Ed. note: “The Miss Jobless Chronicles” is a weekly series written by Caitlin O’Toole. Read the rest in the series here!
Maybe I’m vain, but no matter how broke I am, I always set aside $12.50 every three weeks to get my eyebrows waxed. It’s just my thing.
I’ve done a lot of comparison-shopping and a lot of research. I know every eyebrow threader, waxer, plucker and mower in the borough of Manhattan. There’s a salon on the corner of 9th and 22nd called Happy 4 U nails and I’ve come to know the owner, Micky, as the best in the brow biz.
Micky lives in the back of the salon, and if you arrive early in the morning she’ll come to the front in her nightgown and slippers, stopping at each pedicure station along the way to turn on the water jets.
On a recent visit, I needed my brows done badly. BADLY. I looked like Martin Scorsese. Now, I’ve come to trust Micky’s work, so I no longer worry that she’s going to make me look like a clown. I just let her do her thing. But on this particular day, I should have been worried.
“Oh, good morning!” Micky winks. She’s a beauty even without make-up.

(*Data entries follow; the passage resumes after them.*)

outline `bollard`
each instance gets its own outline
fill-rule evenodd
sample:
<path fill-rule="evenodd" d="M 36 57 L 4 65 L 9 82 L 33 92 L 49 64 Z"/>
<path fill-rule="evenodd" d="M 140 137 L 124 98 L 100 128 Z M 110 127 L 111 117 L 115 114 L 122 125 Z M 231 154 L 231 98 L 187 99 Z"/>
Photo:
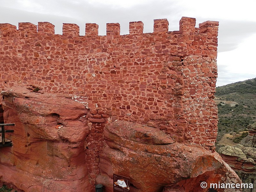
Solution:
<path fill-rule="evenodd" d="M 98 184 L 95 186 L 95 192 L 103 192 L 103 185 Z"/>

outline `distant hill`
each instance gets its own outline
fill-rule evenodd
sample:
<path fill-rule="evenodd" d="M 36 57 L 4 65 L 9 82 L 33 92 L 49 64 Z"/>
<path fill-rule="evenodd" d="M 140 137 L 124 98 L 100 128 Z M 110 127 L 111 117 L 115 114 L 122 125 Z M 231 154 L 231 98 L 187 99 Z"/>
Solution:
<path fill-rule="evenodd" d="M 219 123 L 217 143 L 225 134 L 246 131 L 256 121 L 256 78 L 216 88 Z"/>
<path fill-rule="evenodd" d="M 234 92 L 256 94 L 256 78 L 218 87 L 216 89 L 216 95 L 221 95 Z"/>

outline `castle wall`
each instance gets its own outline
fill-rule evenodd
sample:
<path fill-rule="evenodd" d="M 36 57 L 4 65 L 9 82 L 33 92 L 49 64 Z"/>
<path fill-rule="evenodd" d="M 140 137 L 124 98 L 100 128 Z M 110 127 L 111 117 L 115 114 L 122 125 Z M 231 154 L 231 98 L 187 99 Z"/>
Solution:
<path fill-rule="evenodd" d="M 130 34 L 120 35 L 118 23 L 108 23 L 105 36 L 95 24 L 86 24 L 85 36 L 75 24 L 63 24 L 62 35 L 47 22 L 20 23 L 18 30 L 0 24 L 0 85 L 33 85 L 78 98 L 93 126 L 137 122 L 211 147 L 218 22 L 195 24 L 182 17 L 180 30 L 168 31 L 167 20 L 156 20 L 154 32 L 143 33 L 142 22 L 130 22 Z"/>

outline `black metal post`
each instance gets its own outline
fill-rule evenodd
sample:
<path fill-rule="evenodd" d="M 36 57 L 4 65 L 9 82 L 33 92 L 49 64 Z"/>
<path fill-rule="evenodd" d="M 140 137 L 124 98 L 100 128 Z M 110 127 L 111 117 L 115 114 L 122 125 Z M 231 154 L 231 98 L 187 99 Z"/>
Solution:
<path fill-rule="evenodd" d="M 5 138 L 4 133 L 4 125 L 2 125 L 2 142 L 3 145 L 5 144 Z"/>
<path fill-rule="evenodd" d="M 95 186 L 95 192 L 103 192 L 103 185 L 98 184 Z"/>
<path fill-rule="evenodd" d="M 4 126 L 9 126 L 11 125 L 15 125 L 15 124 L 14 123 L 7 123 L 7 124 L 0 124 L 0 126 L 2 127 L 2 129 L 0 131 L 0 133 L 2 134 L 2 142 L 1 147 L 5 147 L 3 146 L 5 144 L 5 133 L 7 132 L 14 132 L 13 130 L 7 130 L 5 131 L 4 129 Z M 6 143 L 6 146 L 12 146 L 12 142 L 11 141 L 10 142 L 7 142 Z"/>

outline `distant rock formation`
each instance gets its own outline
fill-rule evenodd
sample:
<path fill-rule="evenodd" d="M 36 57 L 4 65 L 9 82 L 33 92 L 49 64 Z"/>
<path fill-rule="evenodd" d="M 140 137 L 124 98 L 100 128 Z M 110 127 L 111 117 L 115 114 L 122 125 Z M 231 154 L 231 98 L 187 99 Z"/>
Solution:
<path fill-rule="evenodd" d="M 249 134 L 240 142 L 244 147 L 256 148 L 256 122 L 248 126 Z"/>
<path fill-rule="evenodd" d="M 243 183 L 253 183 L 254 186 L 256 186 L 256 148 L 238 144 L 234 147 L 220 148 L 219 152 L 223 160 L 235 171 Z M 243 191 L 256 191 L 256 189 L 244 189 Z"/>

“Good morning! I need a wax,” I say, pointing to my brows.
“You do! You look like monster!”
Now, when you get your eyebrows waxed, you’re not just asking someone to lovingly sculpt the hair above your eyes; your entire expression is in their hands.
And this night was especially important — I had a Match.com date. I didn’t tell Micky that, I didn’t want her to feel pressured to make me look too beautiful, but I knew that I had to look extra sharp for my date and the Frida Kahlo eyebrows had to go.
She lays me down on the plastic-covered table and puts a fresh piece of paper over an old pillow and begins to painstakingly mix the wax like some special potion only she knows the recipe for.
Micky doesn’t have a soft touch, she grabs my face and pulls it towards her and brushes powder over each eyebrow and blows on the wax, which is on wooden stick.
“You’re no working today?” she says between blows.
“Yeah, I am, but I’m working at home.”
Micky seems distracted.
She blows on the stick a few more times with her not so delicious morning breath and smears the wax underneath my right eyebrow (she always starts there for some reason). Then she slaps a piece of fabric underneath the brow and 1-2-3 pulls it off.
“Ooops,” she goes.
And my heart sank.
“Oh, nothing,” she faintly chuckles, and pulls my face to her once again, slaps some wax underneath the next eyebrow, and rrrrip.
Then she does the tops of the brows. I am getting nervous. But I’ve trusted this woman with my entire face for two years — I can’t stop now. Everything’s probably fine.
When she starts plucking, she says:
“You have grey hair in eyebrow!”
“You’re kidding!” I say, as she plucks it out and shows me.
“Don’t worry — I have grey hair all over body.”
I’m not sure I need to know that, but we move on.
She takes the cool, antiseptic-smelling liquid, wipes the wax off of my brows and says “finish!”
She hands me the mirror.
I have Marlene Dietrich eyebrows! But they are lopsided! I have a permanent look of surprise on my face! Oh…. no… my date!
I would feel bad not tipping Micky even though for the first time in two years she fucked up. So I tip her two bucks. But I do tell her how I feel.